Obamacare and Flat-Footed Republicans

Over the years I’ve had many opportunities to lobby candidates for office on which issues to emphasize and how to do so while on the campaign trail. More often than not it has been a frustrating experience, since many of those who have the skills to run for political office would rather not have to deal with a lot of policy substance.

Because the candidates are not interested in substance, they think voters aren’t either. Because they like to regurgitate shallow talking points, candidates are convinced that voters like hearing the shallow talking points as much as the speaker likes repeating them.

For many years there has existed a widespread culture of Republican candidates and officials preferring to avoid an honest treatment of the issues. It’s why the proposed solutions being pumped out decade after decade by conservative think tanks have failed to gain wider public support.

It’s not a lack of intellectual ability that drives most politicians’ to avoid the issues. Instead it’s part laziness, part a lack of understanding for how to let an issue gel in their own mind (so the candidate can better explain it), and part because they truly detest controversy. Because nearly everything in politics involves controversy, it’s easy to understand why both this state and nation are in this fiscal mess.

No better example of that exists than when it comes to health care reform.

Sixteen years after HillaryCare failed, elected Republicans today are flat-footed in their opposition to ObamaCare. On Monday I referred to Kimberly Strassel‘s Wall Street Journal column complaining that GOP leaders aren’t taking their message to the Main Street. The fact is that there has been a great deal of hard-hitting commentary originating from supporters of consumer-driven (as opposed to government controlled) health care.

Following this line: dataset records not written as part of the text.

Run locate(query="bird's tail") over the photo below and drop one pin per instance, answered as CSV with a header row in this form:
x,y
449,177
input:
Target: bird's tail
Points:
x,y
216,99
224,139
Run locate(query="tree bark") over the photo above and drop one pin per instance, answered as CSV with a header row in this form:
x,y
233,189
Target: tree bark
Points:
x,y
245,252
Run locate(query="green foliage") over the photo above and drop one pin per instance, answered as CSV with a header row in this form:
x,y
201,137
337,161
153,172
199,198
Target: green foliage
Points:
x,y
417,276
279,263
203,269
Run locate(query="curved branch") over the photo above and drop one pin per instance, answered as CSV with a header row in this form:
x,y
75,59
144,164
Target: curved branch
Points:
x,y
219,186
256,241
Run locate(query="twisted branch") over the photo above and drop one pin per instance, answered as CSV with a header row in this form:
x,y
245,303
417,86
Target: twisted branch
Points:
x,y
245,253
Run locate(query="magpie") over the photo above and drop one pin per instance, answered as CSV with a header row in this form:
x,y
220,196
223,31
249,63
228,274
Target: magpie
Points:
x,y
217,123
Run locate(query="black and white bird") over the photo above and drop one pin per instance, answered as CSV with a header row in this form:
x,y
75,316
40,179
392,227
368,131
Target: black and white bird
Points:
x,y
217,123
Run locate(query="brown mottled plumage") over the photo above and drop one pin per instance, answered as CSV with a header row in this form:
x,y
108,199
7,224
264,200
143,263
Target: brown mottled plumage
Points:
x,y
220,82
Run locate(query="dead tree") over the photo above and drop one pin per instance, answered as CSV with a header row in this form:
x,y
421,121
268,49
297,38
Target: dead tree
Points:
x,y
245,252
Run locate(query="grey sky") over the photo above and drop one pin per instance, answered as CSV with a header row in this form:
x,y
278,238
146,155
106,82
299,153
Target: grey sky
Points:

Unfortunately those commentators don’t have bully pulpits as big as those held by Republican elected officials.

The last two “Consumer Power Reports” from Greg Scandlen from “Consumers for Health Care Choices at The Heartland Institute” are good examples (emphasis added on the second one):

Consumer Power Report #176

May 1, 2009

I have never seen the free-market proponents in a debate as discouraged as they are over health care. We had a conference call recently and the mood was bleak. This was compounded by the fact that there was no unity. Everyone has his or her own pet peeve in health care and is uninterested in unifying around a theme. For one person it is wellness, for another it’s insurance company abuses, for another it’s hospital pricing policies, for another it’s expensive prescription drugs, and on and on and on.

I’m sorry, but this is crazy. If one side is yelling ‘trust the government to decide,’ we have to respond with ‘trust the people to make their own decisions.’ More government is not ‘health care reform.’ It is more of what created this mess in the first place.

Consumer Power Report #177

May 8, 2009

At this point it is all about money. [The] liberal group Health Care for America Now has $40 million to spend on inflicting government health care on us. This is just one of many similar efforts on the Left. Compare that to Rick Scott’s valiant investment of $5 million in Conservatives for Patient Rights. And he is basically alone.

We don’t need as much money as the Left. Our arguments are better and we are more in tune with the thinking of the broad majority of Americans. Part of the reason the Left needs so much money is because what they are trying to do is so abhorrent to most Americans. It takes a whole lot of marketing to get people to buy something they don’t want and don’t believe in.

But to date the discussion has been one-sided. People are not even aware that there are two sides to this story. If you care about the future of health care in America it is time to pony up some dough. Do it now. Every day is vital.

[Click here] to find out how.

Greg Scandlen also included this in Consumer Power Report #177 (again, emphasis added in the last paragraph):

GOP Stumbling

[Politico.com] ran an article noting, ‘GOP Stumbling in Health Care Fight.’ The article points out that, “There’s no Republican plan yet. No Republicans leading the charge who have coalesced the party behind them. Their message is still vague and unformed. Their natural allies among insurers, drug makers and doctors remain at the negotiating table with the Democrats.”

Meanwhile, “The organizational strength behind Obama’s plan is enormous. The House speaker, the Senate majority leader and the committee chairmen have agreed to work together. The major labor unions have teamed up with business groups. An umbrella group for liberal organizations, Health Care for America Now, is spending $40 million on the fight.”

The article goes on to describe in depth just how disorganized the GOP is, and has been since the campaign when Obama bombarded McCain with health care advertising. The Democrat spent $113 million, or eight times that of his rival, running almost 200,000 commercials to McCain’s 11,300.

The article concludes, “Republicans cannot just oppose a bill, and they cannot simply recycle the old ideas like health savings accounts and tax breaks. ‘We could have come out with the same health care principles that we have always talked about,’ [one Republican spokesman] said Friday. ‘This group wants to come up with fresh solutions and not just party rhetoric–and that takes some time.'”

This is misguided. The Republicans don’t need ‘fresh’ solutions. They need to look at what works (consumer-driven care) and what doesn’t (bureaucracy-driven care) in health care reform, and make the case articulately and intelligently. But that would require paying attention.